Niccolò Ghedini ci ha lasciati. No, non è così. Lui è ancora qui. Rimane la sua figura di avvocato, di giurista, di politico, di uomo.
Un avvocato che della difesa ha fatto una ragione di vita. Nessun atto del fascicolo, anche quello che appariva a prima vista ininfluente, veniva tralasciato. Ma il suo non era uno studio acritico, meramente mnemonico. L’acume e l’intelligente disamina delle questioni, sia processuali sia sostanziali, ne caratterizzava il profilo e lo stile.

Era un fine giurista in grado di elaborare, con la profonda preparazione in diritto unita a una cultura eclettica, complesse argomentazioni per sostenere le eccezioni che proponeva all’attenzione del giudicante. Era un politico che ha saputo, utilizzando la sua ricca esperienza di avvocato, trasmettere un valore aggiunto a chi l’ha conosciuto e apprezzato in Parlamento, anche se con idee e programmi politici diversi perché era profondamente convinto che un avvocato penalista non smette di essere tale sol perché eletto ma porta con sé e mai dimentica i valori e i principi del diritto penale liberale e del giusto processo.

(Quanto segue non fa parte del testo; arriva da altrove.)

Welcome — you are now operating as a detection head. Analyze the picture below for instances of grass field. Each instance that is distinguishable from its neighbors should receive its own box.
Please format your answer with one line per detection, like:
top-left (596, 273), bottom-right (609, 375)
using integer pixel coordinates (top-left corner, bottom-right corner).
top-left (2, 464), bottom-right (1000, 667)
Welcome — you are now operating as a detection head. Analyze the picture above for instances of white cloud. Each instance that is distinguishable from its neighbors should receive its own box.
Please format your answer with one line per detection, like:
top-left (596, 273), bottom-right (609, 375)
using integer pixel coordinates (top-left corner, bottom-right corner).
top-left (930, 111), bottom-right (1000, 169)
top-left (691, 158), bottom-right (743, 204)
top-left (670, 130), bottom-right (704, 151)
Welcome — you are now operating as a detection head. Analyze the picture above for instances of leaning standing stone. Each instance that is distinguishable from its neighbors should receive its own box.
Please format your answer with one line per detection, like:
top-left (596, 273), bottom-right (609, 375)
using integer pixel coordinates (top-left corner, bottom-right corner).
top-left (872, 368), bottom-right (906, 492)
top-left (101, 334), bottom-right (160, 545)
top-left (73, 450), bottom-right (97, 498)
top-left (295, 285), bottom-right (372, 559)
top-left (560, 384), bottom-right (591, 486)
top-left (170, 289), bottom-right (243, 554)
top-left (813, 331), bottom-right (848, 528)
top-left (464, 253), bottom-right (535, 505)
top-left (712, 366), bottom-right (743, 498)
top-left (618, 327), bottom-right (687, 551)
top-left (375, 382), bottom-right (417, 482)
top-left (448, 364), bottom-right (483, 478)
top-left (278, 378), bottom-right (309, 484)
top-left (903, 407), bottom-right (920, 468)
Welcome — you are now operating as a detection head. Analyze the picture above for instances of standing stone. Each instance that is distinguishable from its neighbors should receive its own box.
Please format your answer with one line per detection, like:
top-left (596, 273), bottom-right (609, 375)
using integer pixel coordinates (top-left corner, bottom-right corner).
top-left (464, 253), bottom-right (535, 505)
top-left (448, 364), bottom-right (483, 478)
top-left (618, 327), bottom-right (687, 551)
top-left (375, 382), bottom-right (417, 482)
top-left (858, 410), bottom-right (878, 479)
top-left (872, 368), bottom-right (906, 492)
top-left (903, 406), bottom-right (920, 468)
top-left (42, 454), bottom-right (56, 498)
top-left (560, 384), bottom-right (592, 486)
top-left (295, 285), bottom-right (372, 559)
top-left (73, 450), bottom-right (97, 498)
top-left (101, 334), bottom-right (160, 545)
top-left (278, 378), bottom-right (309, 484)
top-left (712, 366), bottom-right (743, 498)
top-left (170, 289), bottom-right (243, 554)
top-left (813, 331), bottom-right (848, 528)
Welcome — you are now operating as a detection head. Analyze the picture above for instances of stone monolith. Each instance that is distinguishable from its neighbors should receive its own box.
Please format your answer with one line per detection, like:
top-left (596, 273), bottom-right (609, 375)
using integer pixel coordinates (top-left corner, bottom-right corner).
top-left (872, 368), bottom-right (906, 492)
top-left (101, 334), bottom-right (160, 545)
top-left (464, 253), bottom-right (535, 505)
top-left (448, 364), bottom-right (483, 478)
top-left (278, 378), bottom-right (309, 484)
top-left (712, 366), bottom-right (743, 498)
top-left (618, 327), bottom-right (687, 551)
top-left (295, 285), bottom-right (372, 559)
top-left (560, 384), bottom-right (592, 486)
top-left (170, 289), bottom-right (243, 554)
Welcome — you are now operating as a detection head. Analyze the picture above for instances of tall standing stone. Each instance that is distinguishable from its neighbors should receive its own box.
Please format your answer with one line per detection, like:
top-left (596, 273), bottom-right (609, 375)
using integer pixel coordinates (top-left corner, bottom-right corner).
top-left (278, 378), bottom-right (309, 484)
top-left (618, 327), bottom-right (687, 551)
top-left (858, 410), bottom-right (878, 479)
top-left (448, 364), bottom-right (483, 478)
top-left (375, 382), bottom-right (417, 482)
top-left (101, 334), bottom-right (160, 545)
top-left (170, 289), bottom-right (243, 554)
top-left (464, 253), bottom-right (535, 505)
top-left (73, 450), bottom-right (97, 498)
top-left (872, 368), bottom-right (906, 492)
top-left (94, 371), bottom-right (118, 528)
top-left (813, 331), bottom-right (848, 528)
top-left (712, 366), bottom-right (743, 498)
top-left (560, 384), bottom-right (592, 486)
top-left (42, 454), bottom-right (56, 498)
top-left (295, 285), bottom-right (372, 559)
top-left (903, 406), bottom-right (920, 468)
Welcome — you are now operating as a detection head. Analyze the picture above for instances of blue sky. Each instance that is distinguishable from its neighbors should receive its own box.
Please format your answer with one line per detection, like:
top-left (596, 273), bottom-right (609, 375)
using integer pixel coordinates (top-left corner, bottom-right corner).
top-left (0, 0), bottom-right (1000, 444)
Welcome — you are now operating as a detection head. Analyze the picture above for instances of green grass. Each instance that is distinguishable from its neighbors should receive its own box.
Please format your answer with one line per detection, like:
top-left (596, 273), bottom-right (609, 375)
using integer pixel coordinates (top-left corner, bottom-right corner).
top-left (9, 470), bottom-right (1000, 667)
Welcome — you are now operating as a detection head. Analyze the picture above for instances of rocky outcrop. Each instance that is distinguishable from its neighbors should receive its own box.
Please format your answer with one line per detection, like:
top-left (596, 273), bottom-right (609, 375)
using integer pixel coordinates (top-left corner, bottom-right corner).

Era da ultimo, ma non certo per ultimo, un uomo che non viveva di soli processi, come si potrebbe erroneamente immaginare. Dotato di un senso dell’umorismo fulminante, era capace di fare battute divertenti che strappavano risate spontanee. Aveva anche molteplici passioni come quella per le automobili, per l’arte, per la natura e gli animali, argomenti che insieme alla procedura penale ci hanno unito in questi trent’anni di lunghe e appassionate conversazioni. È e rimane un esempio, anche per le generazioni future, di impegno, di rigore, di dignità e correttezza. No, lui non ci ha lasciati.